Image by Ted Eytan licensed under Creative Commons.

If you run a business in DC, the city can’t force you to keep running it — unless you run a full service gas station and can’t get approval from the Gas Station Advisory Board (GSAB). Unfortunately, the GSAB has not had members since 2008, so there's no one to get approval from. This GSAB law effectively prevents DC gas stations from being replaced by other things.

Without the option to petition the GSAB to close their service station, a landowner in Petworth is suing the city. The owner wants to sell the land to a developer who will turn it into housing.

Why do we even have a Gas Station Advisory Board?

In the 1970s, many gas stations in DC were converting from full service gas stations — that is, places where mechanics can fix your car — into “gas and go” stations without additional car-support services. From the 1979 committee report on the bill, the city banned conversion of these stations in order to “protect the needs of the driving public.” The GSAB was created to advise the mayor on whether to grant an exemption to the conversion ban.

Over time, the law proved ineffective.
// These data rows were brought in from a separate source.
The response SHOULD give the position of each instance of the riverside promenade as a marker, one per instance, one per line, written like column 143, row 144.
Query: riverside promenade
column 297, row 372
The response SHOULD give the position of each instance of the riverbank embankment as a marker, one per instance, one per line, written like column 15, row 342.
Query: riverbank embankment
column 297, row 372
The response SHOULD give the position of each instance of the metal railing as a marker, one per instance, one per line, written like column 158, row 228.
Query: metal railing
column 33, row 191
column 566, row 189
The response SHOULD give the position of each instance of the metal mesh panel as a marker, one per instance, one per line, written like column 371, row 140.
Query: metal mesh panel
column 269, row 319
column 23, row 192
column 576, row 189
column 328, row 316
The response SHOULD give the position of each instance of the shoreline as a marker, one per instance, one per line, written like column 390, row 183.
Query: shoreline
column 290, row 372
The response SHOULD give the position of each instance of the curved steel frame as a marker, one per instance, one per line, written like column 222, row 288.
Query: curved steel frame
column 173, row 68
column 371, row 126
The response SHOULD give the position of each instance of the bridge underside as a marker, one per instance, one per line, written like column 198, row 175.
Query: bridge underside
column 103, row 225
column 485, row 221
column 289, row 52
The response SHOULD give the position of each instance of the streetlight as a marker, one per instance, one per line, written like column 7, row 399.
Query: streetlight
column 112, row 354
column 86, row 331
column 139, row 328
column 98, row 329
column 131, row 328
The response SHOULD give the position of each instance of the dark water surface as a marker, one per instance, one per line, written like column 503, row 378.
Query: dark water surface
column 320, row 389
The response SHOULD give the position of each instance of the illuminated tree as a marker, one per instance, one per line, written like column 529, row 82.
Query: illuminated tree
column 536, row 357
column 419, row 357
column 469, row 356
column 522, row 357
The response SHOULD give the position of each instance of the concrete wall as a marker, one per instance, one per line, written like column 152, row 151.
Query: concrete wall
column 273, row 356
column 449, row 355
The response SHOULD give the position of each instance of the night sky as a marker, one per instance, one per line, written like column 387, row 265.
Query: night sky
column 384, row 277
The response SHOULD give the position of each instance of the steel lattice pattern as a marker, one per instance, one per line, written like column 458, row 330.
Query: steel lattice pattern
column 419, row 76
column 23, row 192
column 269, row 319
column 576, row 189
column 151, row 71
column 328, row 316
In 2014 Mayor Vincent Gray proposed omnibus legislation eliminating boards and commissions without current members or relevant purpose, including the GSAB. In response, the Council voted to strengthen the power of the GSAB to restrict the closure of full service gas stations, defined as where cars can be serviced by mechanics. The GSAB received expanded powers, but both Mayors Gray and Muriel Bowser refused to appoint members to the Board.

The closed gas station at 22nd and P Streets. Image by the author.

The GSAB reviews petitions for exemptions from operating service stations. Crucially, only service station operators are entitled to file a petition, and the GSAB may only support granting an exemption when the operator is “experiencing extreme financial hardship” and when there is another service station within one mile. If the GSAB supports an exemption, the Mayor has 60 days to determine if they are in agreement with the board.

Property owners are trying to redevelop gas stations anyway

Since the Gas Station Advisory Board has not been constituted for nearly 12 years and property owners have no one to petition, there is no way for a property owner to redevelop a service station. However, that hasn’t stopped developers in Georgetown and Dupont Circle.

In 2016, a developer in Georgetown wanted to redevelop the service station at Pennsylvania Avenue and M Street. Rather than going through the GSAB process, the District Council passed emergency legislation exempting service stations which applied for Zoning Commission relief between May 2 and August 1 — theoretically applying to any service station but really just applying to the station in Georgetown.

Again in 2016, the landowner of the Sunoco Station at 22nd and P Streets in Dupont Circle (within my ANC Single Member District) applied for historic preservation review of a nine-story residential building. After receiving a staff report recommending significant revisions, the applicant withdrew the application and seem to have put redevelopment plans on hold — but not before terminating the month-to-month lease of the service station operator on December 31 of that year.

Image by Jamelle Bouie used with permission.

After closing a gas station within the District of Columbia, environmental regulations require gas pumps and underground tanks to be removed within sixty days. The Department of Consumer and Regulatory Affairs (DCRA) processed these permits without reference to the GSAB.

In response, ANC 2B sent a resolution asking for the service station to be reopened and for the city to enforce the law regarding closure of the service station. In response, the Office of the Attorney General (OAG) issued a letter determining that a $20,000 fine and suspension of owner’s or operator’s license may be issued by the Department of Energy and the Environment (DOEE) for illegally closing a service station.

However, an ANC request for DOEE to fine the developer $20,000 for terminating the lease to operate the service station was rejected, because the law only allows for imposition of the fine on the service station operator and fining a small business owner who lost their business due to termination of a lease would be counterproductive.

The GSAB can’t just be ignored — well, kind of

Just like you can’t build a building if DCRA is slow in issuing the permit to build, you can’t legally ignore the retail station conversion ban exemption process just because there are no members of the GSAB.

Ironically, the OAG letter says the GSAB (if it were to have members) would violate the separation of powers principle of DC's Home Rule Act because it has membership appointed by both the Mayor (four members) and the Council (one member). However, a landowner still cannot ignore the process.

That being said, the experience of the Sunoco Station in Dupont Circle is instructive. Lacking approval of the GSAB won’t stop DOEE or DCRA from issuing permits to remove the infrastructure that allows gas stations to function, and DOEE won’t fine a developer for causing the closure of a service station. There appears to be limited recourse if property owners just ignore this law.